Was ich jetzt nicht ganz versetehe ist wofür ich diese Procedure brauche!?
Also wann kann ich mit einem insert arbeiten und wann muss ich auf das loadblobformfiel anwenden

Cullmann


----------



## cullmann (14. Februar 2007)

OK eine teil des Rätsels habe ich jetzt rausbekommen. 

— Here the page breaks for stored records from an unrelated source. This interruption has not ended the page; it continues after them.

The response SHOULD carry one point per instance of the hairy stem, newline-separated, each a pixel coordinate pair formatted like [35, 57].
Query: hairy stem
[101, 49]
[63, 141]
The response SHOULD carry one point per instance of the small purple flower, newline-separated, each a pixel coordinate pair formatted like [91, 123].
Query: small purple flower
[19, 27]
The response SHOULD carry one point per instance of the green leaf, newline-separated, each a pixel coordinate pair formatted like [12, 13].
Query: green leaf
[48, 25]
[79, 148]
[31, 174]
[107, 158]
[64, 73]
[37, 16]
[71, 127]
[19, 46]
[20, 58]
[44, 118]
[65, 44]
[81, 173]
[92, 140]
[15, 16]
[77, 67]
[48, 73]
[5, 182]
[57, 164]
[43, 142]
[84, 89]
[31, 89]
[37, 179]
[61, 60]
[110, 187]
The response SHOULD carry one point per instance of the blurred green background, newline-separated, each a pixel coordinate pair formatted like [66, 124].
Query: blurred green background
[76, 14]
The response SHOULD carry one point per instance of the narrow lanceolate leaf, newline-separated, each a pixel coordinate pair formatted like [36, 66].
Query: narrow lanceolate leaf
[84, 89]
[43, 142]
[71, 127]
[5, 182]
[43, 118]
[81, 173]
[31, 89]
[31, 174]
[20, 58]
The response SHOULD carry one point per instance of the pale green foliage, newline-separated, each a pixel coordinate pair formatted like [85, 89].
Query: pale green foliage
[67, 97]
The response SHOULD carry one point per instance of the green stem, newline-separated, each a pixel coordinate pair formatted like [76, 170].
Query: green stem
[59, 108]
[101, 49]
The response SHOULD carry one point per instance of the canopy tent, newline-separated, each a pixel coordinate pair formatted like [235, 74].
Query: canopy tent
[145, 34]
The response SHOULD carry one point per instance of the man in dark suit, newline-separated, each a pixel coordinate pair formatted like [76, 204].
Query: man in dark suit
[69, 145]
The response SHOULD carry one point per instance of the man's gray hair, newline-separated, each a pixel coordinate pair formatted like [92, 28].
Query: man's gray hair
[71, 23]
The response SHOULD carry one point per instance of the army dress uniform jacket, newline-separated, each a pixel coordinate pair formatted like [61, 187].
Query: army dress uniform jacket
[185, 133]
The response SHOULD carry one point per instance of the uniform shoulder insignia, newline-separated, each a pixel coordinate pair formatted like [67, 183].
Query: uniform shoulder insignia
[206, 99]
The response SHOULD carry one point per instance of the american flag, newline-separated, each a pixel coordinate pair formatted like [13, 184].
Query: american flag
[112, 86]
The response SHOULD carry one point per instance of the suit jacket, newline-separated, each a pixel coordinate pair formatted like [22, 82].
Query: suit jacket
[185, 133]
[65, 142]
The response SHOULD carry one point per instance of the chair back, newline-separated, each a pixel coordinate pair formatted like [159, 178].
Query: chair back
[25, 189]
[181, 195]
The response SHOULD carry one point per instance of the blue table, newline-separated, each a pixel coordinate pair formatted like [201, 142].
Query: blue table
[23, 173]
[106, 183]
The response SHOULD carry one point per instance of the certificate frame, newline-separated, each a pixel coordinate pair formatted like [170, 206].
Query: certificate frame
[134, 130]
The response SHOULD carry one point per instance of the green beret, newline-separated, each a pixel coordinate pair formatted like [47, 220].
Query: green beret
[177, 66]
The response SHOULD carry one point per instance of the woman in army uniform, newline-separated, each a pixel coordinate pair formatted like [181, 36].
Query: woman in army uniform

mein code sieht jetzt wie folgt aus:

```
declare
v_test_bfile bfile := Bfilename('c:\', 'SQL10G.pdf');
--v_test_bfile bfile := Bfilename('Bfile_data', 'SQL10G.pdf');
v_zeiger blob; --Lediglich eine Referenz auf den BLOB
v_zeiger_offset INTEGER :=1;
v_source_offset INTEGER :=1;
V_err_msg Varchar2(200);

begin
 
  
  insert into dokumente(dokumentenID, docname, Lehrid, semesterid, kurzbeschreibung, dokument, fachid)
  values(dokumenteseq.nextval, 'Skript_OperationsResearch_1', 
                        144, 2, 'Viele Summenzeichen schinden eindruck', 
                        Empty_BLOB(), 239);
  
  select dokument into v_zeiger from dokumente
  --where dokumentenID = dokumentenseq.currval; warum geht das nicht
  where dokumentenID = 30;
  
  --Datei öffenen
  dbms_lob.fileopen(v_test_bfile, dbms_lob.file_readonly);
  
  --LOB öffnen
  --dbms_lob.OPEN(v_zeiger_offset, dbms_lob.lob_readwrite);
  
  --Datei in die Tabelle laden
  dbms_lob.LOADBLOBFROMFILE(v_zeiger,
                            v_test_bfile,
                            dbms_lob.lobmaxsize,
                            v_source_offset,
                            v_zeiger_offset);
    
   
                           
  DBMS_LOB.CLOSE(v_zeiger);
  DBMS_LOB.CLOSE(v_test_bfile);


end;
```

Das problem ist jetzt das die DB meine Verzeichnis nicht findet:


```
Error report:
ORA-22285: Verzeichnis oder Datei für FILEOPEN-Vorgang nicht vorhanden
ORA-06512: in "SYS.DBMS_LOB", Zeile 523
ORA-06512: in Zeile 22
```

Das Verzeichnis habe ich aber angelegt auch mein directoreyAlias ist richtig.
Hat einer ne idee?

cullmann


----------



## Thomas Darimont (14. Februar 2007)

Hallo,

schau mal hier für ein alternatives Beispiel:
http://www.tutorials.de/forum/relat...8452-datei-bild-oracle-tabelle-speichern.html

Gruß Tom


----------



## cullmann (14. Februar 2007)

Ok, danke. 

Aber die machen doch alles genau so wie ich. Nur das der einen relativen Pfad verwendet....
Ich raff einfach net warum meine DB das Verzeichnis nicht findest.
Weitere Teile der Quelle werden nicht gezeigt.